Portuguese Court Won't Send NJ Fugitive to U.S.: Lawyer

Wright was captured in Portugal in September after more than four decades on the run.

A Lisbon court has denied a U.S. request for the extradition of captured American fugitive George Wright, a convicted murderer who eluded police for 40 years after he escaped from a New Jersey jail, his lawyer said Thursday.    

Wright's lawyer, Manuel Luis Ferreira, told The AP by telephone the court rejected the U.S. bid.     

Ferreira said the judge accepted his arguments that Wright is now Portuguese and that the statute of limitations on the killing had expired. He declined to provide further details, saying he would speak to the media later in the day.      

The U.S. Department of Justice, which can appeal the decision to a higher Portuguese court, did not immediately reply to a request for comment.

Decades ago, Wright was in a New Jersey prison, serving a 30-year sentence for the 1962 robbing and killing of a war hero he had gunned down at an Esso gas station in Farmingdale, N.J.

World War II Bronze Star recipient Walter Paterson was killed for the $70 in his pocket.     

Wright was captured in Portugal in September, as first reported by NBC New York, after more than four decades on the run. The United States wanted him to service the remainder of his sentence in New Jersey.     

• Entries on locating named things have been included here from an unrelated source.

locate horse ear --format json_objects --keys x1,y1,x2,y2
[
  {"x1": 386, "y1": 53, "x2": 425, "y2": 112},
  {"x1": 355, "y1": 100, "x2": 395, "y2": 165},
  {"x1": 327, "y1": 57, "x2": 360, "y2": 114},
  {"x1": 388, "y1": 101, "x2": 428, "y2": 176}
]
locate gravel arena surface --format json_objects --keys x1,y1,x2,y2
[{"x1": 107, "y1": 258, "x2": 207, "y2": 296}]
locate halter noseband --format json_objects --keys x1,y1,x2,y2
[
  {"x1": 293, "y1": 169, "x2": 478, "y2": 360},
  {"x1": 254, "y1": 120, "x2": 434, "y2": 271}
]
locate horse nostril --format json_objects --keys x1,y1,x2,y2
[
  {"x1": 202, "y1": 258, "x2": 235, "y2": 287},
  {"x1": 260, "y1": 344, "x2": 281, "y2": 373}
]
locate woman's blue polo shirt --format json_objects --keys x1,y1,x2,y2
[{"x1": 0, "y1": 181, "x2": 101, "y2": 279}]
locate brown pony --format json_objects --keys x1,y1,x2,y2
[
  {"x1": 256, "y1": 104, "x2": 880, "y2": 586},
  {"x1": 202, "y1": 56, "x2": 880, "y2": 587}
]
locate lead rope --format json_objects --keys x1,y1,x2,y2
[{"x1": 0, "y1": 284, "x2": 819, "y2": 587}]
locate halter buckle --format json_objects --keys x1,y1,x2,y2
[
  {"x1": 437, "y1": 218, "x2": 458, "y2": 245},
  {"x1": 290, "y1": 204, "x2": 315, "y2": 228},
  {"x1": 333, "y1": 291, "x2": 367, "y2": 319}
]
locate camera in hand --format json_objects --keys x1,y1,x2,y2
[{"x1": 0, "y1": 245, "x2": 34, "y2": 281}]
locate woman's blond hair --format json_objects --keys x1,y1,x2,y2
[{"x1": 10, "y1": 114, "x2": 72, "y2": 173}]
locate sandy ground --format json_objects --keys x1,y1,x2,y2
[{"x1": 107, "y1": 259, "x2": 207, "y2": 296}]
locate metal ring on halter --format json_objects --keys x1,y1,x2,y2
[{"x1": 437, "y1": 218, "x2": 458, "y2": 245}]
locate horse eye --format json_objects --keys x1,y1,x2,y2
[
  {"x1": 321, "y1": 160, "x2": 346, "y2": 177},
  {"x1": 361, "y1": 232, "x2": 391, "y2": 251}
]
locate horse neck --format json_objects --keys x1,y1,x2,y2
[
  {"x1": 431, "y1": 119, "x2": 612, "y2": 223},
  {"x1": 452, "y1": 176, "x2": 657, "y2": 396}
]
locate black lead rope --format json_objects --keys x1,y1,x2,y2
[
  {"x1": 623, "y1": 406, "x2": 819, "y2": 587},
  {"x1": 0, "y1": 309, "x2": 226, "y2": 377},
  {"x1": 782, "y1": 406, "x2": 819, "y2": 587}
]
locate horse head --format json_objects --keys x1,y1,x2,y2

In August 1970, Wright and two others escaped from the Leesburg, N.J. facility, stole the warden's car and headed to Atlantic City. From there they went to Detroit, where they joined up with the Black Liberation Army.

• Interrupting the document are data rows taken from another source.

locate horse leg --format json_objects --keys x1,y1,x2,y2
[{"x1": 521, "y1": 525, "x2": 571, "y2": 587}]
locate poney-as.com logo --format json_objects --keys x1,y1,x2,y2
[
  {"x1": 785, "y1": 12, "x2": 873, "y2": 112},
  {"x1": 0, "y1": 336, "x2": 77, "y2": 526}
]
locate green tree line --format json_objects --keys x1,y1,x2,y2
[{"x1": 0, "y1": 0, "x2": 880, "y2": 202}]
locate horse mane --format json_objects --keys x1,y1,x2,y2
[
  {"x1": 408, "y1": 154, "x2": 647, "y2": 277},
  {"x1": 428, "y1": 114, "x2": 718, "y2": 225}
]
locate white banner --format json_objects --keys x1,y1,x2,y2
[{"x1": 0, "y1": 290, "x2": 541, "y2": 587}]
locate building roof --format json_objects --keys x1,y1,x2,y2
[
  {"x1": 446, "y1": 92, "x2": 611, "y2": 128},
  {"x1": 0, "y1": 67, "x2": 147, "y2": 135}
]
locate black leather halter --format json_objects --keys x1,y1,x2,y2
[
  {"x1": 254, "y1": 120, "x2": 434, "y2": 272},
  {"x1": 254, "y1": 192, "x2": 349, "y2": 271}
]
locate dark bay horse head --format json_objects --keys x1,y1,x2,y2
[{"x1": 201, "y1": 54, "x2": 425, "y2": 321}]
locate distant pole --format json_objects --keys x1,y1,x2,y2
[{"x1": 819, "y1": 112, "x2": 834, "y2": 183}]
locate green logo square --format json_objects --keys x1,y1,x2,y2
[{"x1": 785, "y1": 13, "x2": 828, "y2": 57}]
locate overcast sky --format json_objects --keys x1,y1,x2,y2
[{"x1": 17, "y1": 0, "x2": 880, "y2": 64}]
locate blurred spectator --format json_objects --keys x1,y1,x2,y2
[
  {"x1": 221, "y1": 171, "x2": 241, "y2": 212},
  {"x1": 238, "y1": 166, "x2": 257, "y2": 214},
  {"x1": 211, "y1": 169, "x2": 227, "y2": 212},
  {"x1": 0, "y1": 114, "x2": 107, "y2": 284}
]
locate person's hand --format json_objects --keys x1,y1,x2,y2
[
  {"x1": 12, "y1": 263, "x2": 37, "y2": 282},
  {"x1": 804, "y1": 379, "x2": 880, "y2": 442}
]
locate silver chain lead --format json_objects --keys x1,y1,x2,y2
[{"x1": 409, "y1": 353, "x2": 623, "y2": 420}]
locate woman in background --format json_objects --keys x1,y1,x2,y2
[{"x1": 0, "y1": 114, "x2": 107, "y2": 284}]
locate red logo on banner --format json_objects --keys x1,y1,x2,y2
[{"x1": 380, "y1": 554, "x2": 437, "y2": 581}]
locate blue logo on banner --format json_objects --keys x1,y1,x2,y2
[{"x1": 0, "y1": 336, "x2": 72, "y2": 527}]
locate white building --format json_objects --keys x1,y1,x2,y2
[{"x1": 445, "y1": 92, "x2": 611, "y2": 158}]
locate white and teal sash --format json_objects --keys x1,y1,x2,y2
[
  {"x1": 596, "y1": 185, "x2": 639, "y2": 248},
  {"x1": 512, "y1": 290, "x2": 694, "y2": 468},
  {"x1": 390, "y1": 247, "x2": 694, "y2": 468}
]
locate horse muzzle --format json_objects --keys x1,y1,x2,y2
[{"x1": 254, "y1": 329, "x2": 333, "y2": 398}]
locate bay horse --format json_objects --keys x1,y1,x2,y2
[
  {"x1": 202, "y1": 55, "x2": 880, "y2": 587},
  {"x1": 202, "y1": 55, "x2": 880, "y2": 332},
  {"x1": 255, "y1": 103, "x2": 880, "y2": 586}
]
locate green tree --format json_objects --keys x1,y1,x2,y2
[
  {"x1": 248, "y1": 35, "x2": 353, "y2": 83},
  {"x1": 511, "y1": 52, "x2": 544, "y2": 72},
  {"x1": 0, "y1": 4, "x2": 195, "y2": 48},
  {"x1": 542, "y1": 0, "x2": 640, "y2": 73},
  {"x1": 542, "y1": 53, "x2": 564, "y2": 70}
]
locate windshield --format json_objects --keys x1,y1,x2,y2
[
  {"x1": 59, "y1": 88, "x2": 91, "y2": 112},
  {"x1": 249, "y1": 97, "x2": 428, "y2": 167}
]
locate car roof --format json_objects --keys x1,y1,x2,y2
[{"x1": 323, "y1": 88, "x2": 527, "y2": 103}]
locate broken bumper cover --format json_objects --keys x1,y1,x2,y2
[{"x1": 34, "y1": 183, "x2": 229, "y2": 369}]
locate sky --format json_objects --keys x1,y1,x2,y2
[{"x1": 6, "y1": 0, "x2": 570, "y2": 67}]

Two years later, Wright and several others commandeered a Delta Airlines flight from Detroit to Miami -- Wright boarded the flight dressed as a priest, with a gun hidden in the cut-out pages of a Bible.

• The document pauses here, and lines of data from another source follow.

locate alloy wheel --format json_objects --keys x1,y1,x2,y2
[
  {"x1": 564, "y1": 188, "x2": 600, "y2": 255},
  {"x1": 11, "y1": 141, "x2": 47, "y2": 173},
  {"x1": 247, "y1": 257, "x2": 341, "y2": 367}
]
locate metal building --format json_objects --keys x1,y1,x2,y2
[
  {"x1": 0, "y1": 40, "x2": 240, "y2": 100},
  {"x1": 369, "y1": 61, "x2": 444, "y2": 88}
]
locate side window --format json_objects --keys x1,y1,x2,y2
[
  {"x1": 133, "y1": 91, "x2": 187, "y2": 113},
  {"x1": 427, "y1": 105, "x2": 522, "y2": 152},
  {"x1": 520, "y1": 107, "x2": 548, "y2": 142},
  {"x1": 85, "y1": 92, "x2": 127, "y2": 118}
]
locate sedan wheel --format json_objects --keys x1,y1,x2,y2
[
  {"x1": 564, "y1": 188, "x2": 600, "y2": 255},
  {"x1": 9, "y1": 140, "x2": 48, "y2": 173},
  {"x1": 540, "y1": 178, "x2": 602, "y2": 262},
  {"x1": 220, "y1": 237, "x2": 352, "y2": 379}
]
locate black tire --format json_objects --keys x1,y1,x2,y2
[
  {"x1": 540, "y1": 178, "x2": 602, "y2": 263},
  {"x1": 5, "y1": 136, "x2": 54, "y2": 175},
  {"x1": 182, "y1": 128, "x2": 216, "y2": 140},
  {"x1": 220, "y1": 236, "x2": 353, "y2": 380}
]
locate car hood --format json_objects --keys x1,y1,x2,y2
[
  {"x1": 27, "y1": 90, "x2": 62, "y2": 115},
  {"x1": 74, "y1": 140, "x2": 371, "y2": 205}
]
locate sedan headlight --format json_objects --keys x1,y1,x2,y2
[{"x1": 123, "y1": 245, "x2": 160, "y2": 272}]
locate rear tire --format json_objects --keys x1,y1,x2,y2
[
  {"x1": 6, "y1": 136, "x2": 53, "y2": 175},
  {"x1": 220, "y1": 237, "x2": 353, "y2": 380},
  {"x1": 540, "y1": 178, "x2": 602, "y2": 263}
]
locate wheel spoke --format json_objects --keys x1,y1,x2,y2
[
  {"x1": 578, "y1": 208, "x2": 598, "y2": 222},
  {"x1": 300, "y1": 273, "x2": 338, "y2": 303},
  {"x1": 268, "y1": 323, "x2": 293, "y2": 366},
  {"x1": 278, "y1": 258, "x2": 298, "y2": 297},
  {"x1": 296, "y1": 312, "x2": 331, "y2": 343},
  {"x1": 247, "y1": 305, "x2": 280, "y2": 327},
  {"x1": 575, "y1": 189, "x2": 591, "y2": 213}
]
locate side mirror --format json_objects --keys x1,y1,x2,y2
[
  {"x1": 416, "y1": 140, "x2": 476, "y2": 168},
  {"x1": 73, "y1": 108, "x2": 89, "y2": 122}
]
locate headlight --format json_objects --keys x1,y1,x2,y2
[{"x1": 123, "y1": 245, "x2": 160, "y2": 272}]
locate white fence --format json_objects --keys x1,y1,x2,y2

His fellow members of the Black Liberation Army also boarded with weapons, and 88 passengers were held hostage. It was one of the most daring hijackings in history, and also one of the most humiliating for the FBI.

Some of the hijackers were eventually caught a few years later in Paris, but Wright was never found -- until he recently began contacting some relatives in the U.S. The FBI, along with U.S. marshals,  Monmouth County prosecutors and New Jersey Department of Corrections investigators, tracked him to Portugal.

Wright got Portuguese citizenship through his 1991 marriage to a Portuguese woman and after Guinea-Bissau, a former Portuguese colony in West Africa, gave him the new name of "Jose Luis Jorge dos Santos'' complete with fake names for parents and made him a citizen.      

The identity from Guinea-Bissau was granted after the country gave Wright political asylum in the 1980s, and that was accepted by Portugal when it granted him citizenship, according to his lawyer.